The resumption came with an immediate apology from the superintendent. “I’d like to apologize to everybody for what happened,” Penrod said. “Those words and video were very offensive. We do not tolerate that and I’m very sorry that happened.”
According to district policy, when a staff member learns of a potential bias incident, they will prioritize the safety and well-being of everyone impacted and promptly report the incident to the building or program administrator.
“Our district investigates any incident that involves hate or racist language,” Penrod said before Tuesday’s board meeting. “In addition, we adopted the policy named ‘All Students Belong’ in December, which requires us to report the results of our investigation to our staff and families.”
District policy mandates responding staff “recognize the experience of all persons impacted, acknowledge the impact, commit to taking immediate action, and prevent further harm against those persons impacted from taking place.”
The administrator will determine responsibility within 10 days of receiving the complaint. Responses aim to protect those impacted and provide “accountability and transformation for people who cause harm.”

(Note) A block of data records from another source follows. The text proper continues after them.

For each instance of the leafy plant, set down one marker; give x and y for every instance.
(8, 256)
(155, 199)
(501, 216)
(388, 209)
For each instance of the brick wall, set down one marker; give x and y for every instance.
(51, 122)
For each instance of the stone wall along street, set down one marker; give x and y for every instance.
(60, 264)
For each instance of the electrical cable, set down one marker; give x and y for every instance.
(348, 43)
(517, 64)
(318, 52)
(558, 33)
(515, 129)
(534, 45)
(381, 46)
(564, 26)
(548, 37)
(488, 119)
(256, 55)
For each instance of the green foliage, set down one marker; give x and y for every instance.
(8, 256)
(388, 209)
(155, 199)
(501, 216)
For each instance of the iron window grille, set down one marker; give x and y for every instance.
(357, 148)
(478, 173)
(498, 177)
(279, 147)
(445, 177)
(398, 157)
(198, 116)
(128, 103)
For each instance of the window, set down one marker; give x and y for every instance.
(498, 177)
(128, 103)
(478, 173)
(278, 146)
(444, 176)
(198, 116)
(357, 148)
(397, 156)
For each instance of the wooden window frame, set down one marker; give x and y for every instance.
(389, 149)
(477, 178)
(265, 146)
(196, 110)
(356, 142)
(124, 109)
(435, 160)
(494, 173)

If any party is not satisfied with the outcome, they may appeal the district’s decision.
Penrod called the incident “very frustrating.”
The investigation conducted by the district office and technology coordinator Don Mespelt determined the incident could have been caused by one or many different people using software to conceal their identities. Similar incidents have happened in districts across the U.S. and at other public meetings.
“We’re trying to work with Zoom to uncover the identities of the individuals,” Penrod said. “The school district is dedicated to providing equitable, safe, learning environments as well as inclusive, welcoming meetings, whether virtually or in person.”
For now, Zoom and Mespelt recommend following Zoom security recommendations and best practices to prevent further intrusions. The district may choose to disable the chat function during public meetings.
“We’re reworking the policy, the meeting format, and a lot of it has to do with public comment,” Truax said. “We haven’t decided what will be in place at the March meeting. It will probably be if you have a question, email it in beforehand.”